The date of sale of Denizbank, which is one of the banks that should be evaluated at its general meeting by BORYAD paying attention to its pluses and minuses, was 30 May 2006. At that date, France-Belgium based Dexia acquired 75% shares of Denizbank held by Zorlu Holding for 2.44 billion dollars. When 2007 came, the bank did not resort to a considerable increase of capital although it slightly increased its share of the market with respect to credits. The number of branches grew by 10% and reached 299. While it received a market share of 2.38% in deposits and 3.1% in credits with a 2% increase, its market value decreased by 5%. The bank’s return on equity which was over 6% before the sale, passed beyond 9% together with a 40% increase.  On 22 June 2006, it was announced that 34% of Şekerbank was sold for 255 million dollars to Kazakhstan-based Bank Turan Alem.

Market value of the bank, which did not resort to an increase of capital in the one year period, rose by 183%. Although its market shares are still low, it is observed that Şekerbank has changed considerably in a year. While increasing the number of branches from 203 to 230, the bank obtained 34% rise in deposits and 88% rise in credits as compared with the previous market shares. Return on equity was 2.64% before the sale, but it also showed a huge increase and rose to 12.5% level.  Another bank which was talked about in business circles for days with its sale above the market value is, Akbank.

On 17 October 2006 Citigroup agreed to buy 20% of Akbank for 3.1 billion dollars. Although only a very short time passed since the sale, there occurred a 62% rise in the bank’s market value. While there were increases in deposits and branch numbers, there is not much difference in market shares of the bank. The fall in the market share in deposits is 0.5% but this rate is 2.7% for the number of branches. As for credits, there occurred an increase and the bank could obtain a nearly 2.5% bigger market share. The bank’s market share in terms of profitability is at a very high level with 19.5%. Subsequent performance of Akbank which broke a new ground in Turkey with its “strategic partnership” approach has a great importance also for the sector.  

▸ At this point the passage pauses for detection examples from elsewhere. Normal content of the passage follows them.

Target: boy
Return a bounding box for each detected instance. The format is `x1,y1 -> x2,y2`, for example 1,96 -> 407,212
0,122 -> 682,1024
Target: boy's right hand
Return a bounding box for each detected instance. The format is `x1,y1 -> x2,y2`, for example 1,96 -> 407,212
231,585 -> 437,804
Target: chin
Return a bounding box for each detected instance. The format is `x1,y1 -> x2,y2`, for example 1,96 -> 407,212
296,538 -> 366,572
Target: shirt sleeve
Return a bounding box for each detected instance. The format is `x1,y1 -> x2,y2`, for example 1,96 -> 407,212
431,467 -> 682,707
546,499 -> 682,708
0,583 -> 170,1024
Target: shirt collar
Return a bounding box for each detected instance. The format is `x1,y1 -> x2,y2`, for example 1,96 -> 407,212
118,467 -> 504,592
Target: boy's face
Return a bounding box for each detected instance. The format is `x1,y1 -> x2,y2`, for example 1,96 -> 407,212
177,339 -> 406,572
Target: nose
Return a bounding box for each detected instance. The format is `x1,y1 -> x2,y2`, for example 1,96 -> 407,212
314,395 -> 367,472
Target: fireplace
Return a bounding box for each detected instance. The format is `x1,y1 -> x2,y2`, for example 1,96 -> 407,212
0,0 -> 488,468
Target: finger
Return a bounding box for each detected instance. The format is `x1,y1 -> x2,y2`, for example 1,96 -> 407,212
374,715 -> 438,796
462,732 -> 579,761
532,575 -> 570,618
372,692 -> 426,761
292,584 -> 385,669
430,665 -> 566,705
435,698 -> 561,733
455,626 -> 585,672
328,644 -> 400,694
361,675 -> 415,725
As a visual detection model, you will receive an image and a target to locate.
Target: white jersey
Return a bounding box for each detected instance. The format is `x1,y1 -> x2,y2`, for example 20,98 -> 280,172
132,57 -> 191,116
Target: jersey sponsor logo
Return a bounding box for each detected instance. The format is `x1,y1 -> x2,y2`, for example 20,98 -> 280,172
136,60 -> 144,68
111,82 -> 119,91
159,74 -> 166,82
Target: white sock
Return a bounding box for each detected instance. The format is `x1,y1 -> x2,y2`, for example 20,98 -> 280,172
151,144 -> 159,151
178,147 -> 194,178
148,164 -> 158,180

The Preferred Model for Foreign Partnership: TEB and Garanti 

However, the current situation shows that while foreign partner brings growth in some banks it could not meet the expectations in others although there was improvement. That is to say, the strategy which sees foreign partners as the only rescue fails at that point. The question that should be asked to those saying, “Banks in which foreigners hold at most 50% of shares are not foreign banks” is; to whom management belongs. Because, foreigners become the side which has the last say in operational matters by increasing also their strategic shares with the help of shares they secure in management.  

At this point, the ‘TEB-Garanti’ model in which the domestic bank has the last say can be an example. Sales of these two banks show that these initiatives do not mean to be sale to foreigners but rather marriage with foreign capital. While the capital excluding the publicly-traded shares is divided in two equal parts, there is either equality in management or the dominance of the Turkish partner as it is in Garanti.   While Doğuş Group appoints 5 out of 9 board members, the other 4 are appointed by the foreign partner.

In addition to this, the bank’s chairman of the board is also from Doğuş Group. The dominance of the domestic partner despite equal distribution of shares between the foreign and domestic partners removes Garanti Bankası from the “foreign” category. This situation accelerates growth by receiving the power of the world’s second largest company while keeping bank ownership at the local level. Although some views hold that worries are pointless, the share of foreigners which reached 41% with the sale also of Oyakbank is very near the critical threshold… When shares of foreigners in banking sector of developed countries are looked at, the rate in Turkey is quite high. Consequently, when evaluated from this perspective the fifty-fifty transitory partnership in which the last say can belong to the domestic partner will be perhaps the best remedy for the mania for going foreign.